Impartial Compact Redistricting

Hello redistricting fans. I have an open source project that is making the opposite of gerrymandered districts: optimally compact districts.

The results are starting to come in for the states that have had data released.

http://bdistricting.com/2010/

I could use help with a couple things:

1. Publicity

2. Spare computing

Who needs to know about this? Media? People involved in various state redistricting efforts? Academics? Politicians? Activists?

And if you have a spare x86_64 Mac or Linux machine, you can download a client to run and help solve for optimally compact districts. If you want to tinker with the code you can download the source.

Why focus on optimally compact districts?

Is anyone going to just run with these maps? Probably not. But I want these maps to be available and known as something to compare to. I want to imagine starting from these maps and making changes towards keeping together actual communities or making districts easier to administer by following town and county lines. So I want to have an optimal map so that any deviation from that has to be justified.

Also, if anyone wants to tinker with these maps in another program, please point me to it and what the interchange format is. I’ll write the export code.

11 thoughts on “Impartial Compact Redistricting”

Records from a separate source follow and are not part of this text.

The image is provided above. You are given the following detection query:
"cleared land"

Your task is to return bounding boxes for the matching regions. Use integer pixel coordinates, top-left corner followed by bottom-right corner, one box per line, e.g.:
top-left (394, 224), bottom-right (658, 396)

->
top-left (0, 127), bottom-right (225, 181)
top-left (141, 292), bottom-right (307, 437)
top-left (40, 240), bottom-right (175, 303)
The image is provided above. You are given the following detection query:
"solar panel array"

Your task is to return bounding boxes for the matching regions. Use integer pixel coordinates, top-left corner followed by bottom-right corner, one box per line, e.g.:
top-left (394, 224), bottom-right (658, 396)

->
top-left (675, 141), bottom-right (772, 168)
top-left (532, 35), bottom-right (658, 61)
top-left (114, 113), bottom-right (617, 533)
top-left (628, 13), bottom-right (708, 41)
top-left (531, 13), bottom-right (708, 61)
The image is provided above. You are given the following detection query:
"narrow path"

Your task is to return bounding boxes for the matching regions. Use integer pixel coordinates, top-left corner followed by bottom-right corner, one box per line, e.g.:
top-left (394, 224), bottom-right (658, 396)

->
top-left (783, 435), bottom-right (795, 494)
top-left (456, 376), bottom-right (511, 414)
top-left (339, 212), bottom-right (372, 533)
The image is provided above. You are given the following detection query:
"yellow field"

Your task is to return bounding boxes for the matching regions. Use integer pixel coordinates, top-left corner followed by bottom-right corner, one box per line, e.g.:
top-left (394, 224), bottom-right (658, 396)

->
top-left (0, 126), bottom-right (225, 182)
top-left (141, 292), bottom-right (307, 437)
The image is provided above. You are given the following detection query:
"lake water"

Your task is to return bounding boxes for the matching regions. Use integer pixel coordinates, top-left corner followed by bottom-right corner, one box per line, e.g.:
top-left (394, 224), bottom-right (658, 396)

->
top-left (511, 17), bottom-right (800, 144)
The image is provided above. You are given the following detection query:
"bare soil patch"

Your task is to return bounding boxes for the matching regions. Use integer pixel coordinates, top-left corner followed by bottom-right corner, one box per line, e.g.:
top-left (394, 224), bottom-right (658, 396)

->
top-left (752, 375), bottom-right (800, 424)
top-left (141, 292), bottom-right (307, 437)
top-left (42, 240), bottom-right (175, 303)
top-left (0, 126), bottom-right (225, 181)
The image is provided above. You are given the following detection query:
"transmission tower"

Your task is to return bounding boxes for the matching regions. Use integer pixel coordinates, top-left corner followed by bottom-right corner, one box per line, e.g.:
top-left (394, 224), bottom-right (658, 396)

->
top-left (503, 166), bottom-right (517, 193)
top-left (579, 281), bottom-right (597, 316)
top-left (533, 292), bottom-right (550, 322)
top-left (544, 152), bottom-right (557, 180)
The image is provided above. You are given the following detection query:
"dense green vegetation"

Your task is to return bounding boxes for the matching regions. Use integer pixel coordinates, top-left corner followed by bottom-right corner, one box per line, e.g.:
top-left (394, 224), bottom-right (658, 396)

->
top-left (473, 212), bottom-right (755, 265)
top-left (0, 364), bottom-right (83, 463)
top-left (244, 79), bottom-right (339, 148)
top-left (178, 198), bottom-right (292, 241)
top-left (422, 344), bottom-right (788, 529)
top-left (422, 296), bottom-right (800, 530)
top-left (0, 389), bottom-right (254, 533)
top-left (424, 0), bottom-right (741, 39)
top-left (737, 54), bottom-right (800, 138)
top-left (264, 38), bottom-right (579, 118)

  1. while compactness is generally good, when you push it to this extreme I feel it’s a net negative —

    1.) county/community lines are ignored

    2.) VRA/minority-majority districts are thrown out the window, as minority populations are often tightly packed into a small geographic area, their numbers are minimized by drawing the lines this way — for ex. you only have 1 black-majority district in the IL congressional plan

    3.) although the aim is “impartial”, in real world situation this hurts Dems. a LOT more than the GOP, as Dems. are more often geographically “packed” into more concentrated geographic areas while GOP is generally more “spread out” — the MD congressional map here is a good example of this: it appears you created 4 hyper-Democratic districts and 4 lean-GOP districts in a state that is pretty solidly Democratic overall …

  2. that followers from both parties can agree is a bad idea.  Others have already given all the best reasons such as county lines, VRA and community of interest.  

    The one thing I think I see, say for a state like CO CD map, is too much “hybrid seats”.  Yes it makes for a more compact map to several urban, suburban & rural seats as opposed to a huge rural seat that crosses the continental divide.  Yet it that really better?  I might add that even the map drawers make decisions as to their own idea of compactness.  They could make the smaller districts larger and the larger districts smaller.  In some cases they do and other cases they do not.  So apparently compactness and smaller variation and size are not exactly the same thing.  That’s what I think would be compactness.

  3. Do you think you could put county lines and/or city names on the maps that your program generates? It would help as a reference to see exactly where things break down. For example, in your map of Maryland, the light blue district could be a Democratic district or a Republican district depending on how much/which parts of Baltimore city and county are in there, but I can only guess without seeing just where the boundaries are. I just think it would be easier to have county boundaries and/or dots indicating where major cities are just to make things a little clearer.